Extra funding is Khan’s passion. He wants to cadge Treasury money to pay for the tube, for the police, for flood defences and so on. When it suits him, he pretends to be utterly powerless. Even over matters of life and death. He told us in sombre terms that the capital has over 1,000 unsafe residential buildings which are without any evacuation plan. Why?

‘The government said it was too tiresome and too bureaucratic to have a plan,’ he claimed. ‘It makes me angry when I see the government rejecting the recommendations made by a public enquiry.’ Khan’s poor-little-me strategy is a handy deflection technique that allows him to blame his personal failures on Westminster. He even claimed that the Treasury hates the capital because Londoners supported Remain. The parallels with the SNP are striking. If it were politically feasible, Khan would lobby hard to pull London out of the UK.
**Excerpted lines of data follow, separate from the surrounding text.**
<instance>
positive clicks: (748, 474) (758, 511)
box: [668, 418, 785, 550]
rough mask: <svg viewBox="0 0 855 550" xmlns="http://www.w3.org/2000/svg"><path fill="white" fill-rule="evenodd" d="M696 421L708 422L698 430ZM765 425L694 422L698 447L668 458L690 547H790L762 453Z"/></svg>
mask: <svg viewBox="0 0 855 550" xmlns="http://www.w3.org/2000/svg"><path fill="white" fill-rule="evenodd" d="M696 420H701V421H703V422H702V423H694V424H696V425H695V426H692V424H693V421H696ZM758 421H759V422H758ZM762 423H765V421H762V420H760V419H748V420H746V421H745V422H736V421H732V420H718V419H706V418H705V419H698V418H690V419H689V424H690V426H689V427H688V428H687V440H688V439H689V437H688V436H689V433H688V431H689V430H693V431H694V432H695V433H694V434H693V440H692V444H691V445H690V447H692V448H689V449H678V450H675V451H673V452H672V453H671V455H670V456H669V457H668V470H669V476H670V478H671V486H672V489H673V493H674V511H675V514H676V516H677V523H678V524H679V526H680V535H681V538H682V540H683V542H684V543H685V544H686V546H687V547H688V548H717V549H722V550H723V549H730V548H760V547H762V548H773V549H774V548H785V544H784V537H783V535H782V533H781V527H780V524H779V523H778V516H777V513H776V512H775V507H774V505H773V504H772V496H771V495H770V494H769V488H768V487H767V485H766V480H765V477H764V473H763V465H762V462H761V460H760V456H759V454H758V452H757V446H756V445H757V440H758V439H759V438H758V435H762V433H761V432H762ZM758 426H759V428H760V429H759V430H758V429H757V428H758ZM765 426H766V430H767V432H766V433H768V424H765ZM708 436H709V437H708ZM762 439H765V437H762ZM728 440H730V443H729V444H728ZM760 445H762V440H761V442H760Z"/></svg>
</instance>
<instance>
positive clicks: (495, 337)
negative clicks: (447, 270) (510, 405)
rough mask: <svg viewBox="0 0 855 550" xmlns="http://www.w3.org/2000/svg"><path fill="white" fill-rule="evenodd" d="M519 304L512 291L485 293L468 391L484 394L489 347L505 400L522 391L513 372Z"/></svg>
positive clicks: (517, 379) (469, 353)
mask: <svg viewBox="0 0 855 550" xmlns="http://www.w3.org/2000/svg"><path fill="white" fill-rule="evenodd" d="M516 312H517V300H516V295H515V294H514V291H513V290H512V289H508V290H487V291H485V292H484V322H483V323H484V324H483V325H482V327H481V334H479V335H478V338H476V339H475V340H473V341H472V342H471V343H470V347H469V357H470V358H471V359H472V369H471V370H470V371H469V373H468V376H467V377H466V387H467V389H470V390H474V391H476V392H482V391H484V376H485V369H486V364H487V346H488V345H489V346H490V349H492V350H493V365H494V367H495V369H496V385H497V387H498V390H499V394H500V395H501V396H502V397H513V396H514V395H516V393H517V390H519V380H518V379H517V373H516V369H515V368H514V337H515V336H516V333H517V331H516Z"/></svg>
As a finale, O’Brien asked each deputy to name their most outstanding triumph in government. The transport guy said, ‘the Elizabeth Line,’ which opened last month after years of delay. (It was initially due to enter service in 2017.) What a charade. It was like watching a headlouse asking a tape-worm to describe its greatest achievements.

If pressed, most Londoners would struggle to name a single benefit created by the Greater London Authority since it was set up 22 years ago. Boris Bikes, maybe? But if they were abolished, a commercial supplier would fill the gap within weeks. Scrapping the entire circus wouldn’t make a jot of difference to the city.